# Introduction to NumPy


<a id='index-1'></a>

### References

- Numpy documentation: [http://docs.scipy.org/doc/numpy/reference/](http://docs.scipy.org/doc/numpy/reference/)  

### Importing the numpy library

In [1]:
import numpy as np   # Importing numpy. 'np' is just the reference of numpy, we can use any suitable (usually shorter) name here

## NumPy Arrays


<a id='index-3'></a>
The most important thing that NumPy defines is an array data type formally called a [numpy.ndarray](http://docs.scipy.org/doc/numpy/reference/arrays.ndarray.html)

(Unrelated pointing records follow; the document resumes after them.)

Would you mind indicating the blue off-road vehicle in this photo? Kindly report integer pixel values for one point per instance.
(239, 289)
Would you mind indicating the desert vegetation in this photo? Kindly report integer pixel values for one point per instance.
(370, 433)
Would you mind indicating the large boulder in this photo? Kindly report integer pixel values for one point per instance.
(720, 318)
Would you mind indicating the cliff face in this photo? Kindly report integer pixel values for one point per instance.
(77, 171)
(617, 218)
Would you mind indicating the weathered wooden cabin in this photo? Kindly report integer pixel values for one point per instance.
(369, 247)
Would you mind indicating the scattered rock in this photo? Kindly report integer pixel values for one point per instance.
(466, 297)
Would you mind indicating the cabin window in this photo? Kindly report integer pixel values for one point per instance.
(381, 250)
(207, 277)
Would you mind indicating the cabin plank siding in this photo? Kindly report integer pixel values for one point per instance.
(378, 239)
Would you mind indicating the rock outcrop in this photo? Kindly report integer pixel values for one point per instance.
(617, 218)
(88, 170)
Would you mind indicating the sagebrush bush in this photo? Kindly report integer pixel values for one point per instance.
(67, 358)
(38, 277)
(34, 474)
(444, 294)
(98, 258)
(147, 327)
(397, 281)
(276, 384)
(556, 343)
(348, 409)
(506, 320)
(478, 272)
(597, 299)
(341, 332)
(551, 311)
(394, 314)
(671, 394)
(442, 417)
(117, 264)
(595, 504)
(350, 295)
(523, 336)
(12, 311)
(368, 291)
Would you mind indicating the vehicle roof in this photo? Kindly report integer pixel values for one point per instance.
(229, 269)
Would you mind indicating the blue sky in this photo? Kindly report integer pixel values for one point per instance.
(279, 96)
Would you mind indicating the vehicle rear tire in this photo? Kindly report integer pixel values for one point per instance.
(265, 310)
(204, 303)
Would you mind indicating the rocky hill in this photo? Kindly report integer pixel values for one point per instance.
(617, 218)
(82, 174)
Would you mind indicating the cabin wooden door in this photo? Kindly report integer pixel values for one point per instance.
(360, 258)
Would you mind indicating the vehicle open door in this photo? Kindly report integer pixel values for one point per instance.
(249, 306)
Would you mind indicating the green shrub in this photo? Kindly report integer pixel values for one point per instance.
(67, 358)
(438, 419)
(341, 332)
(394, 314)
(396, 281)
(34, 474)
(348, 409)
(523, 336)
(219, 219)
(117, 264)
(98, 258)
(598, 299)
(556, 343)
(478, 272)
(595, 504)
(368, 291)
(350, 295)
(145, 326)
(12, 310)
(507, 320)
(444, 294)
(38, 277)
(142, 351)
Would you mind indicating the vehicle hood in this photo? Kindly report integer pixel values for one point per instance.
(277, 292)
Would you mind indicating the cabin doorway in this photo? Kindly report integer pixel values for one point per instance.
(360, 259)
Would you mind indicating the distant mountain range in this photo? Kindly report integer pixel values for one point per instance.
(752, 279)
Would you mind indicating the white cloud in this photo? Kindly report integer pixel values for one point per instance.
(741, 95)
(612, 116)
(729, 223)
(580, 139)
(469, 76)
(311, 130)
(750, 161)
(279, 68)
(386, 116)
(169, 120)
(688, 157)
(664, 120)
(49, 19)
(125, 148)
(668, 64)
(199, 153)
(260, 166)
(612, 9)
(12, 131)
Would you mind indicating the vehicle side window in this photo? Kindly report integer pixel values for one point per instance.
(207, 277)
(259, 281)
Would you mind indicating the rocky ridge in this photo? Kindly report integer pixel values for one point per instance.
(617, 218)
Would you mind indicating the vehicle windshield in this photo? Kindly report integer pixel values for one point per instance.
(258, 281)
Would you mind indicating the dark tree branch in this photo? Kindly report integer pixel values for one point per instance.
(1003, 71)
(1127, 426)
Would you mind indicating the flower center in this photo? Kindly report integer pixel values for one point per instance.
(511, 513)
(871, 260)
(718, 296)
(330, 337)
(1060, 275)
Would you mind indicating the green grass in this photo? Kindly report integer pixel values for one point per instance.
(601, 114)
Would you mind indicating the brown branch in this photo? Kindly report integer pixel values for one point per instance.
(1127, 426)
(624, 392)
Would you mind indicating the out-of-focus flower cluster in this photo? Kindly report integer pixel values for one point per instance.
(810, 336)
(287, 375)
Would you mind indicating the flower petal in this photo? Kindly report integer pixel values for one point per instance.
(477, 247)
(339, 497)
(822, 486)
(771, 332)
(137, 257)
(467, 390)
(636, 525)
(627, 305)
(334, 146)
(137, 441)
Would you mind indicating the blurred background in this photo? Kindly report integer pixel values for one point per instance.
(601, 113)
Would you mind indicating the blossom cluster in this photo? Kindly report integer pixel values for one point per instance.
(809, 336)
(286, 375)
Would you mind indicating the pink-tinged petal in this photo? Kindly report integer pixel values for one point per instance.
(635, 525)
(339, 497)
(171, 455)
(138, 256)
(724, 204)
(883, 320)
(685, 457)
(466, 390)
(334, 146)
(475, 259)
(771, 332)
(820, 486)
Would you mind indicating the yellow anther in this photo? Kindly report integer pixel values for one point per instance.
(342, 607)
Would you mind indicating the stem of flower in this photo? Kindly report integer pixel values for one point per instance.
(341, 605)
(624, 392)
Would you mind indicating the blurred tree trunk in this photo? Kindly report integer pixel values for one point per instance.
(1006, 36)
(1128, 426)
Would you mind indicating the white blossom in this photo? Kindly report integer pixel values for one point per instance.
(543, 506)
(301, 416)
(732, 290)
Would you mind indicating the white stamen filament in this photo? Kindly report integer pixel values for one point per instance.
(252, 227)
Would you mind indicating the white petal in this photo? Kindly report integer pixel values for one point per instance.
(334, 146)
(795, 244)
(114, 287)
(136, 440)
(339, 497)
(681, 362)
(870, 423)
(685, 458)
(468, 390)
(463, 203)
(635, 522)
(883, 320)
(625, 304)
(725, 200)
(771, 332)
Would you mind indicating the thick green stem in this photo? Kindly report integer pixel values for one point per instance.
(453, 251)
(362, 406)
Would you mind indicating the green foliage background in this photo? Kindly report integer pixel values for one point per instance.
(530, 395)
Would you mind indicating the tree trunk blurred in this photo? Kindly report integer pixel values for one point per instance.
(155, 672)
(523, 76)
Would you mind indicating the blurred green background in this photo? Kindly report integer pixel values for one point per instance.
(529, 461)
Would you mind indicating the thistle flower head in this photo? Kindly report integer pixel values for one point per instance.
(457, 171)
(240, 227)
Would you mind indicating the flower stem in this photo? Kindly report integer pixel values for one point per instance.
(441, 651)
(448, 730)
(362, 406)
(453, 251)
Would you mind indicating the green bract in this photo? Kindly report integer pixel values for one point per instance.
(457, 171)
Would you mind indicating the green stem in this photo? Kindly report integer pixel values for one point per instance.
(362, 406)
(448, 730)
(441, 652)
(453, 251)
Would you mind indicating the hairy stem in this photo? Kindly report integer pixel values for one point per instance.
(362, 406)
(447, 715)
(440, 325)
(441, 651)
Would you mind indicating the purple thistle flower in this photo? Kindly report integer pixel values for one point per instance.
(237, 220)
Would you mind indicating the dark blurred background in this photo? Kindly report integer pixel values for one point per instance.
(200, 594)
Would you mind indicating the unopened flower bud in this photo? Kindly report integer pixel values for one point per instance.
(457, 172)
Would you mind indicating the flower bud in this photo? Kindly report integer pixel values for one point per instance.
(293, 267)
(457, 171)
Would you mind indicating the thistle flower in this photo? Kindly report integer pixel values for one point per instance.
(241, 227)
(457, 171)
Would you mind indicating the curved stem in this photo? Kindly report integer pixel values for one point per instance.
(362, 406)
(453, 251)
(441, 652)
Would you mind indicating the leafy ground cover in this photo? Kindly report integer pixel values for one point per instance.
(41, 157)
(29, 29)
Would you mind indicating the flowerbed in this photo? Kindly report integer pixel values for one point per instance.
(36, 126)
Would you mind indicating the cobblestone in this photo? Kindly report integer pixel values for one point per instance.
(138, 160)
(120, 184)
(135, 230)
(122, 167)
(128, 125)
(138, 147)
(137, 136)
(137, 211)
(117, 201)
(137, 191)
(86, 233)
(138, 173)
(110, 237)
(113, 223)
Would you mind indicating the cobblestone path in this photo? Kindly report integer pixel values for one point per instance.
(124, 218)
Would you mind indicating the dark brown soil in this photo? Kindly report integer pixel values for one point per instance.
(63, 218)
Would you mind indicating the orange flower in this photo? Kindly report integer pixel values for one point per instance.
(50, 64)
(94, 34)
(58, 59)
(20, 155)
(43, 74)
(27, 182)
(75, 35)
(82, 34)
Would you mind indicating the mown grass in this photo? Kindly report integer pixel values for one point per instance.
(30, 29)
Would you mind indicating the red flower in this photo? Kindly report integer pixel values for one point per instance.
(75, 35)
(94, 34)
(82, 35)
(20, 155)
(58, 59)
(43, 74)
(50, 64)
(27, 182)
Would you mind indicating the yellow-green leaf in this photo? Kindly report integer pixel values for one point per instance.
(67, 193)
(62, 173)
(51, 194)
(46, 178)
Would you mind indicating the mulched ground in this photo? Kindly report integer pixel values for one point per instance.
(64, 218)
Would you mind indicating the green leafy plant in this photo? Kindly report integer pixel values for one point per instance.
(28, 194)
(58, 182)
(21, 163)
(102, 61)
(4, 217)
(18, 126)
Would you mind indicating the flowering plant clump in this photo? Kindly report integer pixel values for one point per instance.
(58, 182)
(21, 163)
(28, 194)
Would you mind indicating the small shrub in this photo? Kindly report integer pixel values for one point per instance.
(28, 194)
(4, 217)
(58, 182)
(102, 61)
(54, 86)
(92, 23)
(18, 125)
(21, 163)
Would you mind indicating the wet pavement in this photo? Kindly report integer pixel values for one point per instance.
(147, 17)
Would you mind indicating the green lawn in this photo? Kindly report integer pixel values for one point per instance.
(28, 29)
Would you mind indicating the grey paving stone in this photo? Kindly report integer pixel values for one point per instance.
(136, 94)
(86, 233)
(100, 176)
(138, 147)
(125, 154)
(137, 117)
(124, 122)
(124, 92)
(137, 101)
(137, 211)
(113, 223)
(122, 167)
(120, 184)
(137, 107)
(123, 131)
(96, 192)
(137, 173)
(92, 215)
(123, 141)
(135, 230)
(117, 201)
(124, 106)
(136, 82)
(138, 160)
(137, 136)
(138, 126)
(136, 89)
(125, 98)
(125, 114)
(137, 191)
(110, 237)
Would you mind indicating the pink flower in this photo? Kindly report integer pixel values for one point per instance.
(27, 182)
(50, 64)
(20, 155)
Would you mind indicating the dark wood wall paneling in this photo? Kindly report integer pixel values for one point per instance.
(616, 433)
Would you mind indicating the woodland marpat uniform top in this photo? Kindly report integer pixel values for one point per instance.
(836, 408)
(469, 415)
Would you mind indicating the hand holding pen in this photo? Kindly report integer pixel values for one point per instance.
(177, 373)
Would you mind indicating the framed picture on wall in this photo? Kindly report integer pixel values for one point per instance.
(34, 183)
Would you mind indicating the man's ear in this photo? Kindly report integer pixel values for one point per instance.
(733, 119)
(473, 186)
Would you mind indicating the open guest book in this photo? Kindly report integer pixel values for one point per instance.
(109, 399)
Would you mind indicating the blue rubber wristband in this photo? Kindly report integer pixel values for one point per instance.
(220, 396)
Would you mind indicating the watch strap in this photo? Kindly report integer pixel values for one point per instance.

To create a NumPy array containing only zeros we use  [np.zeros](http://docs.scipy.org/doc/numpy/reference/generated/numpy.zeros.html#numpy.zeros)

In [3]:
a = np.zeros(3)
a

array([0., 0., 0.])

In [4]:
type(a)

numpy.ndarray

NumPy arrays are somewhat like native Python lists, except that

- Data *must be homogeneous* (all elements of the same type)  
- These types must be one of the data types (`dtypes`) provided by NumPy  


The most important of these dtypes are:

- float64: 64 bit floating point number  
- int32: 32 bit integer  
- bool:  8 bit True or False  

On modern machines, the default dtype for arrays is `float64`

In [4]:
a = np.zeros(3)
type(a[0])

numpy.float64

If we want to use integers we can specify as follows:

In [5]:
a = np.zeros(3, dtype=int)
type(a[0])

numpy.int32


<a id='numpy-shape-dim'></a>

### Shape and Dimension


<a id='index-4'></a>
Consider the following assignment

In [6]:
z = np.zeros(10)
z

array([0., 0., 0., 0., 0., 0., 0., 0., 0., 0.])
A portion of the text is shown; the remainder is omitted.